Die Regierung Boc, erklärt in dem betreffenden Dokument, dass die Sozialabgaben bis 2013 nicht verändert werden, was auch für die Einheitssteuer gilt. Andrerseits wird nicht gesagt ob die MwSt. bei 24% bleiben wird. Was die Einkommensstauer von 16% betrifft, besagt die Strategie, dass mittelfristig die Entwicklung der Einkommen in diesem Bereich, bestimmt werden durch das gemäßigte Ansteigen der brutto Durchschnittseinkommen bestimmt wird in Konkordanz mit der Steigerung der Produktivität, wobei die Einnahmen aus den Einkommenssteuern weiterhin 3,3% - 3,4% des BIP im Zeitraum 2011-2013 darstellen werden.

Die Entwicklung der Einnahmen aus der Gewinnsteuer, die auch bei 16% erhalten bleibt, wird von der Entwicklung mancher Industriebereiche, sowie auch von den Kosten der Finanzierung mancher Unternehmen bestimmt wird. Die Einnahmen aus der Gewinnsteuer werden bis zu 2,1% vom BIP bis 2013 reichen.

Das Dokument besagt, dass die Entwicklung der MwSt. die Abkommen mit dem IWF, der Weltbank und der Europäischen Kommission befolgen wird, sagt aber nicht ob das neue Niveau von 24%, welches seit dem 1. Juli gültig ist, mittelfristig beibehalten wird.

Die Gehaltssenkungen und die niedrige Zahl der Anstellungen in der Wirtschaft werden 2013 wettgemacht

In diesem Jahr werden noch 100.000 Rumänen arbeitslos werden, die Zahl der Angestellten wird 4,6 Millionen betragen, und die Arbeitslosenquote wird auf 8,5% steigen, d.h. 760.000 eingetragene Arbeitslose. Die Durchschnittsanzahl der Angestellten, berechnet als arithmetisches Mittel der Monatszahlen, betrug 4,29 Millionen, mit 413.000 weniger als im selben Monat des vergangenen Jahres.
Die meisten Entlassungen sind in der Schuhindustrie, Metallbauindustrie, Möbelindustrie, Bauwesen und Handel wiederzufinden. In der Verwaltung, Gesundheitswesen und Bildungswesen ist die Zahl der Angestellten um 37.000 Personen gesunken.

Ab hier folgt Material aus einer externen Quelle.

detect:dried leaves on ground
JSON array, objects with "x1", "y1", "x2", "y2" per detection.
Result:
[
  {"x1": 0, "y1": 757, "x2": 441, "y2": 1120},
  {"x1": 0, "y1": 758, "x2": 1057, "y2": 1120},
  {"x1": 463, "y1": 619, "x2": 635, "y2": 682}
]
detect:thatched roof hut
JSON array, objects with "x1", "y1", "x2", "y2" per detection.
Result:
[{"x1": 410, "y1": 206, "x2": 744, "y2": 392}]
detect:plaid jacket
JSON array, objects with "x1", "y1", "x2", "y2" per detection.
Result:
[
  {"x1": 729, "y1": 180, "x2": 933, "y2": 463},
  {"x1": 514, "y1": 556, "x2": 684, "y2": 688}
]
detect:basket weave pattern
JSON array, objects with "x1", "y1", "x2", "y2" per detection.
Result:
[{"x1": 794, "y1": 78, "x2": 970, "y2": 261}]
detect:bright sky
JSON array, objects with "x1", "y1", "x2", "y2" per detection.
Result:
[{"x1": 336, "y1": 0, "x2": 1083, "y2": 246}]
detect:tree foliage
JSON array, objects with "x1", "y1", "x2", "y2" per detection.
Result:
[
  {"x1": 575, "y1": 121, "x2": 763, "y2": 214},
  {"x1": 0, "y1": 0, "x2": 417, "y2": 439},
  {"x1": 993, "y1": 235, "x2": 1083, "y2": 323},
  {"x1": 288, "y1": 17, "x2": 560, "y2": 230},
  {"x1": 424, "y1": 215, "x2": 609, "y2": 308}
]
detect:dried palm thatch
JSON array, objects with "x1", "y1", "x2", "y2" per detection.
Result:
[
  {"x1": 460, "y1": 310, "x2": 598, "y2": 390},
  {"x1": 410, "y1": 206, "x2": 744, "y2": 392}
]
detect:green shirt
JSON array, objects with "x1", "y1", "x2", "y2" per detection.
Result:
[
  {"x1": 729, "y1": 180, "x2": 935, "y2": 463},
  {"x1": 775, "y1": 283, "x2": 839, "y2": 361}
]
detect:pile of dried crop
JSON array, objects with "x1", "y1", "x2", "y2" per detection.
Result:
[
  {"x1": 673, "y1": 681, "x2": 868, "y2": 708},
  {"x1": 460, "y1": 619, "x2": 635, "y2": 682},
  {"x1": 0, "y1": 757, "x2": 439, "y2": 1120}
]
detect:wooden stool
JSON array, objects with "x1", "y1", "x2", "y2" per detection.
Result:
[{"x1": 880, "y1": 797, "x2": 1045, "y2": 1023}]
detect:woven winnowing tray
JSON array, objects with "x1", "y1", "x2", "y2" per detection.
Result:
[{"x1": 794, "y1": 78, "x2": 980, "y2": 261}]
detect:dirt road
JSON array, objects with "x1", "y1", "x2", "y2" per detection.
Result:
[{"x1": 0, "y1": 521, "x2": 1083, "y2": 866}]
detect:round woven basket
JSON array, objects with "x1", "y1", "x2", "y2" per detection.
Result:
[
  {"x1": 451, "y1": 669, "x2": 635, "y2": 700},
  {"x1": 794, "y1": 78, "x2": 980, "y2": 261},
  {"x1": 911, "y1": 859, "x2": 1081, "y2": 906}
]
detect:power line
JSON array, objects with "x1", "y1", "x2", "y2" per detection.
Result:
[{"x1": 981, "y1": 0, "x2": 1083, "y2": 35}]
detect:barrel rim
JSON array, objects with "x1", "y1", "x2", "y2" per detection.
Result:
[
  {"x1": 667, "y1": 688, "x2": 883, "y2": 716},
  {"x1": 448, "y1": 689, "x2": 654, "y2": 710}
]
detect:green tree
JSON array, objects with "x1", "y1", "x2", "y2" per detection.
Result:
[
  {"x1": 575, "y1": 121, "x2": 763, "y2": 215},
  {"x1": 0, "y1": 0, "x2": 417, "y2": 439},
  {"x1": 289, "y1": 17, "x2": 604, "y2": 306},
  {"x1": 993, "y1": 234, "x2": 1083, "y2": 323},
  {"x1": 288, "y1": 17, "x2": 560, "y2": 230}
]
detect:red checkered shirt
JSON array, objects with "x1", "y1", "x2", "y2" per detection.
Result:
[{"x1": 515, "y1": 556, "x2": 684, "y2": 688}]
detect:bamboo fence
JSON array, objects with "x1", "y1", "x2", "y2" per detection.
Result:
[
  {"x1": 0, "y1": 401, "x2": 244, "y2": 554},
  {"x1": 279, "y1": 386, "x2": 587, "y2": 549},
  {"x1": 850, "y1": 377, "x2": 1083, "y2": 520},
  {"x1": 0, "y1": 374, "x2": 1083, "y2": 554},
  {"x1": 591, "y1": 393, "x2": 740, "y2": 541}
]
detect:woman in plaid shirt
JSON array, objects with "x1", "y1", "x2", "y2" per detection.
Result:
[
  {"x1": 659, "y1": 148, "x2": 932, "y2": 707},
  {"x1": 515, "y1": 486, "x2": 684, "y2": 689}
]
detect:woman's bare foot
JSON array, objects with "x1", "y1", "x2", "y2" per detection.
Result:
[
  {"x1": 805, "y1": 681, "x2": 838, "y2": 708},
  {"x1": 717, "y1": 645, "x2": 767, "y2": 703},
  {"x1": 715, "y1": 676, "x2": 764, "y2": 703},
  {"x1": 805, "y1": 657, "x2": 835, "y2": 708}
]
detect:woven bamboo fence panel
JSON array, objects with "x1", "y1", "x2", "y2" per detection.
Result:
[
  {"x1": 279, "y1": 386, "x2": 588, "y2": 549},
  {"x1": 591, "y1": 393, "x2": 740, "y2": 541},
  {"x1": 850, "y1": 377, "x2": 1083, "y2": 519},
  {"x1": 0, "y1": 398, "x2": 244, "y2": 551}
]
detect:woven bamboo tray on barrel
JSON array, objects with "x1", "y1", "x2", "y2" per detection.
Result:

Gute Zeichen auf dem Arbeitsmarkt

Für das Jahr 2011 setzt die Regierung auf ein neues Wirtschaftswachstum, und man erwartet daher auch eine Verbesserung des Arbeitsmarktes zu verspüren, die Aussichten für die nächsten Jahre geben eher ein stufen mäßiges Wachstum an. Daher schätzt man dass die Anzahl der Angestellten 2011 um 0,5%, 2012 um 1% und 2013 um 0,8% steigen wird, bis zu einer Anzahl von 4,77 Millionen Angestellten.
Die Exekutive erwartet zugleich, dass ab Ende 2011 die Anzahl der eingetragenen Arbeitslosen sich senken wird, so dass Ende 2012 diese sogar unter den Werten von 2009 liegen wird.

Das vorausgesagte brutto Durchschnittseinkommen für 2011 liegt bei 2.022 Lei, um 5,9% höher als 2010, diese Steigerung wird sich bis 2013 fortsetzten bis zu einer Höhe von 2.232 Lei. Das real Einkommen wird jedoch auch in Stufen wieder eingefahren, mit 0,4% im Jahr 2011, 1,5% im Jahr 2012 und 1,7% im Jahr 2013.